取材・文/Keiko Sumino-Leblanc 加藤亨延
ロックダウン下の外出は「良識ある範囲内で」
――ベルギーで新型コロナはどのようにして広がりましたか? 感染拡大が深刻化したのはいつ頃でしょうか?
ベルギーで最初の感染者が見つかったのが3月9日。その約1週間後の18日正午にロックダウンが始まりました。政府の決断は早かったです。

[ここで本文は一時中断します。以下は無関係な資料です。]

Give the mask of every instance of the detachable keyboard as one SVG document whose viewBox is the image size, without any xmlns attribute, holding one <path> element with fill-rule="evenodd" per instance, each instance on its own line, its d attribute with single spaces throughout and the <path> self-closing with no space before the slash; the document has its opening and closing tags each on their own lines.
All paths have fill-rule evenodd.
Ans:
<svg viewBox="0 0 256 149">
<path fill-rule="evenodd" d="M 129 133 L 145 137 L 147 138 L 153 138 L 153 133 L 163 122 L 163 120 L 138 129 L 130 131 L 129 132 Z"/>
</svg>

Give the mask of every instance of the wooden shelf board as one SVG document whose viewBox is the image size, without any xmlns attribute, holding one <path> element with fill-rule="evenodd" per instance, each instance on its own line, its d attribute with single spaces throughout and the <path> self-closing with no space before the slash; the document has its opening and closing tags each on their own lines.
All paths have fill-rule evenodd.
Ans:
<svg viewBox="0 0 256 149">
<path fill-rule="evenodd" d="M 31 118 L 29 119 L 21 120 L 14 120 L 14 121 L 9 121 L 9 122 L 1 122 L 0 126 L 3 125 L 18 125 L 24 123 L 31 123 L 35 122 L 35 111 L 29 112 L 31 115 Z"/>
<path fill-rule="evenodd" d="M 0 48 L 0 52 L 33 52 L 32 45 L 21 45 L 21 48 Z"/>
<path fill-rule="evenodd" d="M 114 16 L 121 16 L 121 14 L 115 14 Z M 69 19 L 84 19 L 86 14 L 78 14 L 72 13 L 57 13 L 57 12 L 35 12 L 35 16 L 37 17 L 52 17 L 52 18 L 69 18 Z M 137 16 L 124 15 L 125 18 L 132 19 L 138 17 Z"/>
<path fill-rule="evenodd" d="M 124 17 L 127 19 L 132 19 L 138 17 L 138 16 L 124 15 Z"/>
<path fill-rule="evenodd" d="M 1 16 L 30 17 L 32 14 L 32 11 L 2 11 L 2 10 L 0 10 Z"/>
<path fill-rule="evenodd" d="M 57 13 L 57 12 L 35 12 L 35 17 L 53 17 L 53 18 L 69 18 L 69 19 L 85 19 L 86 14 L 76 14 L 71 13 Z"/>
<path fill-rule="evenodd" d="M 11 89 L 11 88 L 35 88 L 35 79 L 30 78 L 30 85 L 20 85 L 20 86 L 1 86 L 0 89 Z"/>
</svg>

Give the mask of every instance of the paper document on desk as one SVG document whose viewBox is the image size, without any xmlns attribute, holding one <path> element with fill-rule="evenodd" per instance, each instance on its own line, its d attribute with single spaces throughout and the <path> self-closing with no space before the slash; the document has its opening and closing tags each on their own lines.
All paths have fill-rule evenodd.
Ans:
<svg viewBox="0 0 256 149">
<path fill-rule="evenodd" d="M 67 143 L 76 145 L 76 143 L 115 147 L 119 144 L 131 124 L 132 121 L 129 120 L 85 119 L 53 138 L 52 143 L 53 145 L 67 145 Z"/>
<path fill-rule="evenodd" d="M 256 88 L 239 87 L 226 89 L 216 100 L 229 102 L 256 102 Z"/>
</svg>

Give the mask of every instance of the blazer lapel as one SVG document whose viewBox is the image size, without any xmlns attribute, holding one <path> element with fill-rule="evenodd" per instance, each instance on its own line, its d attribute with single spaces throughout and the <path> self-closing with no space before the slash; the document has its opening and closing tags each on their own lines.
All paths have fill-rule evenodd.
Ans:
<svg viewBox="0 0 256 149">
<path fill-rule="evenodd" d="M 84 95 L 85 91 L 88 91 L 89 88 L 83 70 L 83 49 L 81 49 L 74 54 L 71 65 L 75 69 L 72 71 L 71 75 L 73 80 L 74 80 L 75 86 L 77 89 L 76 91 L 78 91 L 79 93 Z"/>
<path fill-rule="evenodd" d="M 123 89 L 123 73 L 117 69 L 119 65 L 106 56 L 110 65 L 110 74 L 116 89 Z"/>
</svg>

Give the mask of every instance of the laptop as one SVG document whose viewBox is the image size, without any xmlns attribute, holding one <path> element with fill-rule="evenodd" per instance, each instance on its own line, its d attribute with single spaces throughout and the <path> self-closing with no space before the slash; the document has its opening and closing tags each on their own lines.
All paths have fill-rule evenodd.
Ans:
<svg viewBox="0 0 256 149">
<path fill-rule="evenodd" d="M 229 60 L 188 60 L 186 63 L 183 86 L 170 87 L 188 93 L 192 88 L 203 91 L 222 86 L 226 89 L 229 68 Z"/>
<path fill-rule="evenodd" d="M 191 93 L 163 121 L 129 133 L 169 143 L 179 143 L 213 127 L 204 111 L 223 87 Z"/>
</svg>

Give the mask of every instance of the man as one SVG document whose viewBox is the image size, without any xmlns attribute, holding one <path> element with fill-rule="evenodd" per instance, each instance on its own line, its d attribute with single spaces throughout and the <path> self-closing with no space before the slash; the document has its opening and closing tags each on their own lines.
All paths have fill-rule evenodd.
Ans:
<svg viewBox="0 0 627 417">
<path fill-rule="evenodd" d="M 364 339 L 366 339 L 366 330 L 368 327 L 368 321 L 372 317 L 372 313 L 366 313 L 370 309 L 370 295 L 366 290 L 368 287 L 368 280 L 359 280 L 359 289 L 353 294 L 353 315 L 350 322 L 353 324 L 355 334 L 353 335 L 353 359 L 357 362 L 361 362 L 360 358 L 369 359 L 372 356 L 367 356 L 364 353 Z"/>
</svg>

――新型コロナが深刻化した際から、どのような生活をしていましたか?
私の周囲に感染者はいませんでしたので、私生活は通常通りでした。しかし職場では、握手やキスの挨拶をしなくなりました。最初の感染者が見つかった3月9日の時点で、政府から衛生面の注意事項が発表されていたからです。誰もが安全距離を保ったり、手洗いを徹底したり。マスク着用の注意もありましたね。
私は、まだその頃は通勤を続けていて、テレワークに入ったのが3月16日からです。周辺国の状況をニュースで知っていたので、自分たちの国もいつ感染者が出るか、いつ安全対策がされるか、という感じでじわじわと来るべき時を待つようなところがありました。

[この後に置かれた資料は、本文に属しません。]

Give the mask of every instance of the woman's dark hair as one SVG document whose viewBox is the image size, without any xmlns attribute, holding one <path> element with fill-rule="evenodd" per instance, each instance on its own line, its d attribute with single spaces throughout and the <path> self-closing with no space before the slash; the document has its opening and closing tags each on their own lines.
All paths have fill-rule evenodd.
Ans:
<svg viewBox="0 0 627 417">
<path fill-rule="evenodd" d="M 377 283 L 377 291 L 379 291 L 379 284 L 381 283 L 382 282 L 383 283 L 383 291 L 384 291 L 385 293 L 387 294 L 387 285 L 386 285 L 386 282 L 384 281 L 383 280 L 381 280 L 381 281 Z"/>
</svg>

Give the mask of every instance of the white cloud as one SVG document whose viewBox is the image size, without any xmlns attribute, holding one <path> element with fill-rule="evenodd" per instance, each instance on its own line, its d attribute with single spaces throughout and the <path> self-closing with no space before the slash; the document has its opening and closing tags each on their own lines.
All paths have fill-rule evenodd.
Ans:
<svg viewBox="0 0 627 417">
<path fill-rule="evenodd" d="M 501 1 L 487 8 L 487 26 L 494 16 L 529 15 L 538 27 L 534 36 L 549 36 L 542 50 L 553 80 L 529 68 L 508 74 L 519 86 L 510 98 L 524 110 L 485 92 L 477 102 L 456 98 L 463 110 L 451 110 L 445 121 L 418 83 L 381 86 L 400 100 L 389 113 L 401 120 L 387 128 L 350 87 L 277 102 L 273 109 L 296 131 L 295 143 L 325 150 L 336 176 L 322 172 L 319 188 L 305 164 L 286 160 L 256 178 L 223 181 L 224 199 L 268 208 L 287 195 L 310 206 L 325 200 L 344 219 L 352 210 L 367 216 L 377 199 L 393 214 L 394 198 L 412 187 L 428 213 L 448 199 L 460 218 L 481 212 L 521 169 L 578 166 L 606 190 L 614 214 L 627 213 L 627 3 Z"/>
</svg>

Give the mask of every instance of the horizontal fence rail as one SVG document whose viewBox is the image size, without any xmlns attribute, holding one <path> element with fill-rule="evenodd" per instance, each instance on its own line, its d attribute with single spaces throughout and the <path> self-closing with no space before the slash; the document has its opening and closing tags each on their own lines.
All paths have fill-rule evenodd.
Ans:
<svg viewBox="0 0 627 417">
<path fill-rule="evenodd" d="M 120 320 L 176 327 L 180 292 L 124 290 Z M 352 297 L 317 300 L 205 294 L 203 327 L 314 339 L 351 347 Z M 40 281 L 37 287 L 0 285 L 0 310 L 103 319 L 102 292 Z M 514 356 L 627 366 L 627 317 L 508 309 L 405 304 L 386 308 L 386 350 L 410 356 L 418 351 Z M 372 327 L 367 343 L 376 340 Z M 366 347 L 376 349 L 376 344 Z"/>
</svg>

――ベルギーでのロックダウン状況はどのような感じでしょうか?
隣国フランスのように厳しいものではなく、外出の距離もフランスの外出制限のように、自宅から1km以内といったような制限はありません。良識ある範囲内でという、あいまいな規定になっています。しかし、ほとんどの人がそれを理解して守っています。外出は2人まで、1.5mの安全距離を保ちます。

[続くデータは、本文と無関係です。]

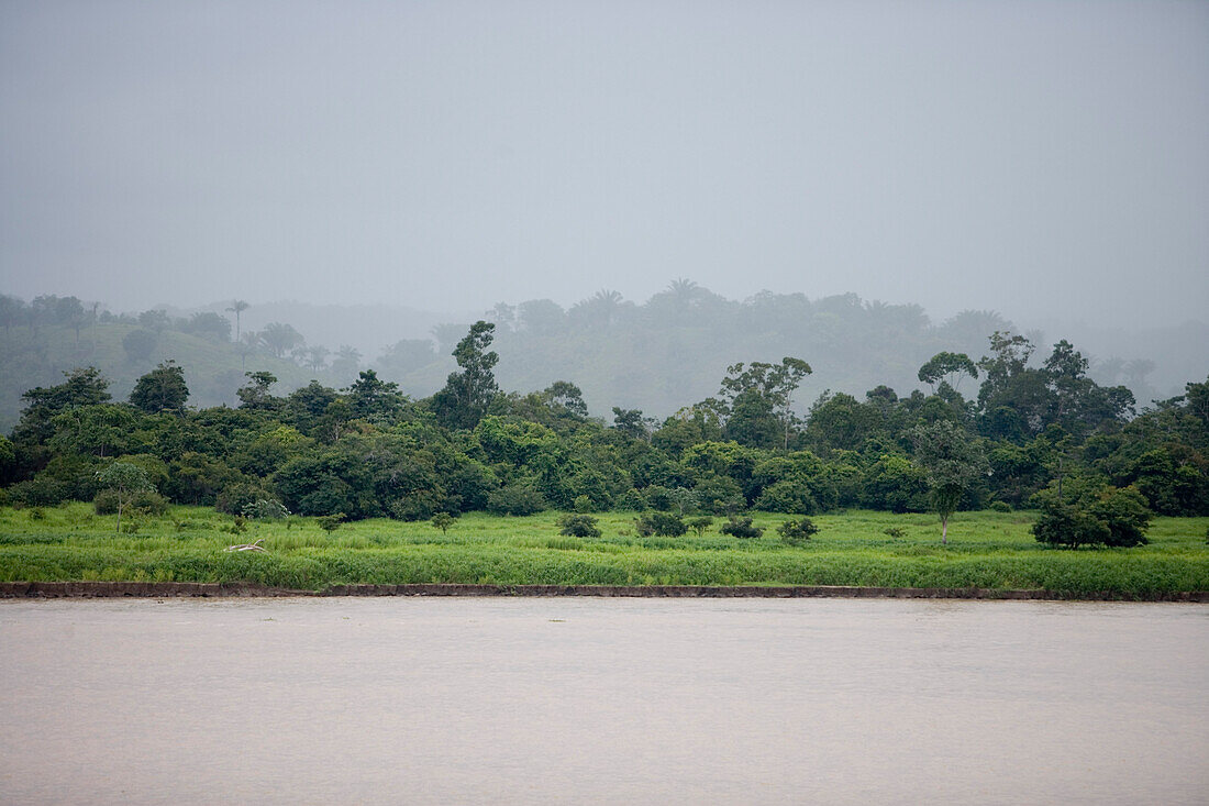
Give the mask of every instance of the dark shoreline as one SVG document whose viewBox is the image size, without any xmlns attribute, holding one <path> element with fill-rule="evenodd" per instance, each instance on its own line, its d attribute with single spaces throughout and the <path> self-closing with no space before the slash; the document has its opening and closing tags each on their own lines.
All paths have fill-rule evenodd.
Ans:
<svg viewBox="0 0 1209 806">
<path fill-rule="evenodd" d="M 1057 601 L 1199 601 L 1209 591 L 1123 597 L 1111 591 L 1002 591 L 995 588 L 874 588 L 838 586 L 607 586 L 607 585 L 335 585 L 295 591 L 242 582 L 0 582 L 0 599 L 164 597 L 627 597 L 654 599 L 1012 599 Z"/>
</svg>

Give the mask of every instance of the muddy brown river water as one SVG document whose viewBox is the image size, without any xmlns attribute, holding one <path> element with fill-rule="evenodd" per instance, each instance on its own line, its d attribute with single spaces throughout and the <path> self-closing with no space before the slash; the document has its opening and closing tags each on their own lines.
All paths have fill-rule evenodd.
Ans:
<svg viewBox="0 0 1209 806">
<path fill-rule="evenodd" d="M 6 804 L 1205 804 L 1209 605 L 0 601 Z"/>
</svg>

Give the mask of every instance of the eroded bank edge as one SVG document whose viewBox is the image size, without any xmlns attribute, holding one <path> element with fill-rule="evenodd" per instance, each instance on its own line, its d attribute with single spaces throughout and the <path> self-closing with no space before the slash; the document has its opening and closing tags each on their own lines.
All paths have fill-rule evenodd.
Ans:
<svg viewBox="0 0 1209 806">
<path fill-rule="evenodd" d="M 699 599 L 1026 599 L 1062 601 L 1199 601 L 1209 591 L 1123 595 L 1111 591 L 1003 591 L 996 588 L 877 588 L 840 586 L 696 585 L 335 585 L 296 591 L 243 582 L 0 582 L 0 598 L 164 598 L 164 597 L 631 597 Z"/>
</svg>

外を走ることもできますが、それも2人までで。やはり安全距離を保たなければなりません。走ることは今できる唯一のスポーツなので、窓の外を見ると、これまで見たこともない人数が走っていますよ。ロックダウン以来、ランナー人口は増えました。
家族など、身近に助けが必要な人がいる場合も、外出が認められています。例えば、自分では買い物ができない高齢者の代わりに、買い物をするなど。病院へ行くことと獣医へ行くことも可能です。車を使うのは仕事に行く場合に限られていて、職場からもらう許可証を携帯しなくてはなりません。警察官のチェックが入ります。
この決まりを破った場合、罰則はあります。でもベルギーでは、罰金が本当に課されるかどうかは分かりません。そういう“緩さ”のある国なのです。外出に対する刑罰よりも、夜に集まってみんなで家飲みをするような場面の方が、厳しく規制されています。
――ロックダウンが始まる話はいつ頃から聞いていましたか?
周辺諸国の例もありましたし、最初の感染者が見つかった時点から、徐々にロックダウンの可能性が噂されるようになりました。3月11日には、ロックダウンがいつ始まってもおかしくないという雰囲気になり、それ以降いつ始まるのかを待つような状態でした。
――実際にロックダウンが始まったあと、街の雰囲気はどのように変わりましたか?
私が住んでいる場所は住宅街です。ロックダウン後の今も、食材店などは営業しています。窓の外を見ると買い物に行く人が歩いていますから、SFのような殺伐とした感じはありません。オフィス街などはかなり閑散としていると思いますが、この辺りは夏休み中の日曜日の誰もいない静けさが、そのまま今あるような感じです。